Incredibly, in May 2022, Vitalik Buterin believed no liquid staking service would exceed 15%. With three services now owning 85%, well, that ship has clearly sailed.
Lido is Ethereum’s largest known validator. It is three times larger than the next-largest validator, Coinbase, and seven times larger than Binance. Ryan has admitted concern that Lido, Coinbase, and Binance could eventually gain control over one-third of Ethereum’s entire validator set — both liquid stakes and traditional, illiquid stakes.
Lido is the most powerful validator on Ethereum
Lido ascended to preeminence by helping users evade Ethereum’s lockup time commitment for proof-of-stake validation rewards. Rather than requiring users to stake ETH into a regular validator for months without access to their capital, Lido allows users to have their cake and eat it too. Specifically, Lido accepted ETH from depositors and immediately gives them its proprietary version of ETH, stETH, that it pledges to honor at a 1:1 peg.
Obviously, most users prefer to receive their capital back and invest it elsewhere, rather than surrender their capital entirely. Even better, Lido passes along most of the staking rewards that it earns from staking its ETH to stETH holders through a blockchain process called rebasing.
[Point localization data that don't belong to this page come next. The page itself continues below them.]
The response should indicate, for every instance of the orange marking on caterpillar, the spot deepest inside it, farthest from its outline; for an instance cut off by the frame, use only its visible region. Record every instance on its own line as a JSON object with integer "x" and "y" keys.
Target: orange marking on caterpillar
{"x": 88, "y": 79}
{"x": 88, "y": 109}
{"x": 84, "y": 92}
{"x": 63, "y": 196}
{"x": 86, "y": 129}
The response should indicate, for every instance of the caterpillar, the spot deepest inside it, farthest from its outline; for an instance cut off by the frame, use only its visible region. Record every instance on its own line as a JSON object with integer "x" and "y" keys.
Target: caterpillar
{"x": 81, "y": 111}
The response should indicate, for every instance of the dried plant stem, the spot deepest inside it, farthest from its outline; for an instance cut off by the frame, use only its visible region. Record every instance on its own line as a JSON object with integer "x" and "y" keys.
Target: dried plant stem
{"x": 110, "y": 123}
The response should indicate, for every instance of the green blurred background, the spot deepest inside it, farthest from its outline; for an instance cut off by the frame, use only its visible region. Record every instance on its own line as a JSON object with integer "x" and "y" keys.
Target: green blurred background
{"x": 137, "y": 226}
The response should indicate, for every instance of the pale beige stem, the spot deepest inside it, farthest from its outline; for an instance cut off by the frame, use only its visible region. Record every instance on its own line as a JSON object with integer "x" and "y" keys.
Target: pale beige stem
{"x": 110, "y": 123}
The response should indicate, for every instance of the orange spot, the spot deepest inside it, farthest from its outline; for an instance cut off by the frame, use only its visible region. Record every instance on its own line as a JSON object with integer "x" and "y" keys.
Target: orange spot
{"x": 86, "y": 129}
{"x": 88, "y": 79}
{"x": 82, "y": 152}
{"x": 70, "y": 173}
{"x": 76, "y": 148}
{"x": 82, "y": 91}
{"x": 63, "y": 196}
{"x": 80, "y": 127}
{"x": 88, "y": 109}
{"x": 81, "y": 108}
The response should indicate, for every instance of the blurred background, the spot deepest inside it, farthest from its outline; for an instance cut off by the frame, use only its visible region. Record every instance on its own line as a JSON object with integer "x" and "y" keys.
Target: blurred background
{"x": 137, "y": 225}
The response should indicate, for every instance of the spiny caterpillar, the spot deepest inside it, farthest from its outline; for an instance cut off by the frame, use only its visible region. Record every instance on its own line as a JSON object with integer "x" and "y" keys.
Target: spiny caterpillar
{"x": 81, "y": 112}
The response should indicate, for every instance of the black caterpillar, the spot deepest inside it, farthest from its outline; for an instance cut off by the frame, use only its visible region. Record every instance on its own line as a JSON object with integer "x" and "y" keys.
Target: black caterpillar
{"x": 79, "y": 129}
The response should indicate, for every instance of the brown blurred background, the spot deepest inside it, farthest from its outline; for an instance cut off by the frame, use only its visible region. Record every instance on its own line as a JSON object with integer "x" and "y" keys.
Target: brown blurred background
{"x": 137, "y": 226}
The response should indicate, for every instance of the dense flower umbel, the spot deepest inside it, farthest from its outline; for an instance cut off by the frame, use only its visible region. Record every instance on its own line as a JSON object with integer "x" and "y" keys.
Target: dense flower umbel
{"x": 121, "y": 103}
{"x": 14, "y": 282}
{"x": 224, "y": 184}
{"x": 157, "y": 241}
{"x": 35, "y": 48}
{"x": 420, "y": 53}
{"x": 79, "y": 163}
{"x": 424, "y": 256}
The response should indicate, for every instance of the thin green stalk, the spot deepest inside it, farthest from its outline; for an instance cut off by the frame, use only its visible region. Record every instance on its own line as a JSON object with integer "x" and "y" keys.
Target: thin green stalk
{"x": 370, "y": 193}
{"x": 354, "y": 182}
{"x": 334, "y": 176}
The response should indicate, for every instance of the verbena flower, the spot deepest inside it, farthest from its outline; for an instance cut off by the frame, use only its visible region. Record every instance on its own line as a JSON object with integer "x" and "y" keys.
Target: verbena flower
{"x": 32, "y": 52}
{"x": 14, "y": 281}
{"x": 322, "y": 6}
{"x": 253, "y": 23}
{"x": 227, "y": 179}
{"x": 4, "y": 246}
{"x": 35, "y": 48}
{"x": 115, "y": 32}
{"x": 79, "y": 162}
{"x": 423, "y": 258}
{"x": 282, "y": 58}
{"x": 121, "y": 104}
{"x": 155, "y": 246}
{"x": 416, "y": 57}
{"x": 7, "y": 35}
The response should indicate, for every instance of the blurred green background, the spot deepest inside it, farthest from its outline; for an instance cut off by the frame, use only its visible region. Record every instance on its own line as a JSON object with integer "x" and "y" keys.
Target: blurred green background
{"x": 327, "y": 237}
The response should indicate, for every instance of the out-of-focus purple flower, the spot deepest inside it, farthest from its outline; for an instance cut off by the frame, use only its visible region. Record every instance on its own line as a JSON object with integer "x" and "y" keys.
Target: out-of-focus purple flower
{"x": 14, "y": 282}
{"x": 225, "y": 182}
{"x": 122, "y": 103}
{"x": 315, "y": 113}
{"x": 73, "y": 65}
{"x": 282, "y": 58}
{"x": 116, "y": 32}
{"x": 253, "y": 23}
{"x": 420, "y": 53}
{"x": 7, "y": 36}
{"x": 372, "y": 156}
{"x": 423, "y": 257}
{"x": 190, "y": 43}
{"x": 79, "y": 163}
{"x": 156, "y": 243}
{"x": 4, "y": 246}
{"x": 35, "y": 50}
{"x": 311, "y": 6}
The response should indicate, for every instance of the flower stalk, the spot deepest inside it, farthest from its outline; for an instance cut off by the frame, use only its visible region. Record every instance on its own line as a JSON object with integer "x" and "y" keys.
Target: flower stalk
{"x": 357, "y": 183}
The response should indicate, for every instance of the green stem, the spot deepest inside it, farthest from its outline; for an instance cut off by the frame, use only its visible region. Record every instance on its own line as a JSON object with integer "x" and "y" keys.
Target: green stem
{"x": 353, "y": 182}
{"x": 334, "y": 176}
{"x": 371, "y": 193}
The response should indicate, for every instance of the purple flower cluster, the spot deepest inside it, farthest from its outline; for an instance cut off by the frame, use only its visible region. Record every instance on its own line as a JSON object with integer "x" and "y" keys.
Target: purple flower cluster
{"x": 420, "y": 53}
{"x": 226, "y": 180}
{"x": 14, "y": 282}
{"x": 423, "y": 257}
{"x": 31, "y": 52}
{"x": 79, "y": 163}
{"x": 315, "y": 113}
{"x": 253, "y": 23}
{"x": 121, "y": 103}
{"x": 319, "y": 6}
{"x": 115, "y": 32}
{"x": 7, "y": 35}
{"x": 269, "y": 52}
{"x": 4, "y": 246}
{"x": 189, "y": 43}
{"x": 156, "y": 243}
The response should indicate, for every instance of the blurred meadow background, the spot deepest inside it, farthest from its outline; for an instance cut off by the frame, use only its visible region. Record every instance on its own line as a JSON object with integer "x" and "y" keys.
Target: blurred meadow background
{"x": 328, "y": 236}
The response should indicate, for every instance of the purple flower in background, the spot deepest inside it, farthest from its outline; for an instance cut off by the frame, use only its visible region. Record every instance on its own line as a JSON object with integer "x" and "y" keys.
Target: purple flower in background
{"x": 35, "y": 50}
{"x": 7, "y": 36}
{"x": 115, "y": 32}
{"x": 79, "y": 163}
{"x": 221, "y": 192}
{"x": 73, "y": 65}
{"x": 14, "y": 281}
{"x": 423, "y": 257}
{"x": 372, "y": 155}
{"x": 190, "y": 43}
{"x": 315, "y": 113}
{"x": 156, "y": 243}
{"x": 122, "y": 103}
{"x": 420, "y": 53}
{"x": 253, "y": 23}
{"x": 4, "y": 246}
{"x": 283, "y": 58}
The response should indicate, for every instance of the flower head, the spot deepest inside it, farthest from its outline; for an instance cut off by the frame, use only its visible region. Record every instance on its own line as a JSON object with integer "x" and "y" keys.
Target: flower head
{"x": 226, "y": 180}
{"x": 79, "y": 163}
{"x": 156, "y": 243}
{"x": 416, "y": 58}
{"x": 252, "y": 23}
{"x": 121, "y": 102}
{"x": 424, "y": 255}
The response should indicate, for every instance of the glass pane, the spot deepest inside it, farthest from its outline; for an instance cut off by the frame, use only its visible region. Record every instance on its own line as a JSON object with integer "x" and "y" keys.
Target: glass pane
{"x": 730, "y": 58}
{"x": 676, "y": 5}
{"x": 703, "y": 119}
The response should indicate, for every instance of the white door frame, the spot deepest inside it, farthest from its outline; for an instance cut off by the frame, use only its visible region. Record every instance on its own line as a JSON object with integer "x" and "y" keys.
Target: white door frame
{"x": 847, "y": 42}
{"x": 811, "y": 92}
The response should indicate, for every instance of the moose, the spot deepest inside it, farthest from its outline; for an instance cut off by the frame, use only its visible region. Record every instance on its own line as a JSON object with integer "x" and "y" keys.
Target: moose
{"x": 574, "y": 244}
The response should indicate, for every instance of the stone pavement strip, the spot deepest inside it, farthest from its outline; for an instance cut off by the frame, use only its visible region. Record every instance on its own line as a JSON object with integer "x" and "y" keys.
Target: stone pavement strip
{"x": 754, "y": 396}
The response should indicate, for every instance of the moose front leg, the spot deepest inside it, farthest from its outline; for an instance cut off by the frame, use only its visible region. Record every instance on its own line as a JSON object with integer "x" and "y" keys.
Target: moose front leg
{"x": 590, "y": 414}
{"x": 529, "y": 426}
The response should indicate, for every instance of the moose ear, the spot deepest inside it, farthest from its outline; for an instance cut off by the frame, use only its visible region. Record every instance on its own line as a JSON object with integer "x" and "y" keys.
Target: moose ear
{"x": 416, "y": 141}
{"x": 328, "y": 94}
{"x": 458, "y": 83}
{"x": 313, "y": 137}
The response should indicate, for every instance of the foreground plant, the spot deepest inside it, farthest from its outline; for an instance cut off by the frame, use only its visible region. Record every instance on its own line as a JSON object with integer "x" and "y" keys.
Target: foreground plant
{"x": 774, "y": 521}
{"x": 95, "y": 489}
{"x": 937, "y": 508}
Finally and as if its offer was not already appealing enough, Lido is a full-service offering that allows everyday users to earn proof-of-stake rewards that are inaccessible to non-technically savvy ETH holders. Lido simplifies all of the complex hardware, software, and internet requirements of Ethereum validation into a simple interface: deposit ETH and receive 1:1 pegged stETH that automatically rebases to reward you. Voilà.
So, in summary, not only does Lido give users instant liquidity (stETH) for locked-up capital (staked ETH), but it also rewards stETH holders with generous APRs: currently 3.6%. Even better, Lido simplifies this entire process to a few website clicks.
Unsurprisingly, Lido has grown consistently since launch, powered by its generous offers, resilience, and stETH:ETH peg with deep liquidity. Its governance token boasts a $1.3 billion market capitalization. Its flagship liquid staking token, stETH, is worth $13.9 billion — the seventh largest crypto asset in the world.
Lido’s two tokens are approximately twice the size of Dogecoin. Excluding stablecoins, Lido is the world’s fifth-largest crypto asset. It controls 7% of all circulating ETH and two-thirds of all liquid-staked ETH.
ETH in Layer 2s are custodied in small multi-sig teams
Worse, other areas of proof-of-stake Ethereum are also centralizing. Blockchair lead developer Nikita Zhavoronkov also bemoaned Ethereum roll-ups, also known as layer 2s. “The said L2 ‘revolution’ is just a bunch of private companies trying to take over cryptos,” he posted on X (formerly Twitter) on Monday.
Indeed, all ETH in the three largest Ethereum layer 2s — Arbitrum, Optimism, and Base — are custodied in multisig wallets controlled by trusted, corporate signers. All three have promised to decentralize the these wallets into their community… sometime in the future.
Zhavoronkov continued, “Ethereum’s scaling plan is now a pile of centralized rollups with admin keys. Scaling layer 1 yields the true decentralization.”
He similarly expressed concern about Ethereum centralization in layer 2s. “Ethereum got stuck the same way Bitcoin did: its blocks became full, the devs refused to increase the gas limit. Just like Bitcoin got corrupted by centralized L2s (Lightning), Ethereum now has L2s with admin keys of its own.”
Crypto Coffee also questioned the decentralization of layer 2s. “Centralized L2s are a psyop for mainstream sellout.”
Attorney Preston Byrne agreed that most Ethereum protocols are vulnerable to subpoenas and legal action due to their centralized operators.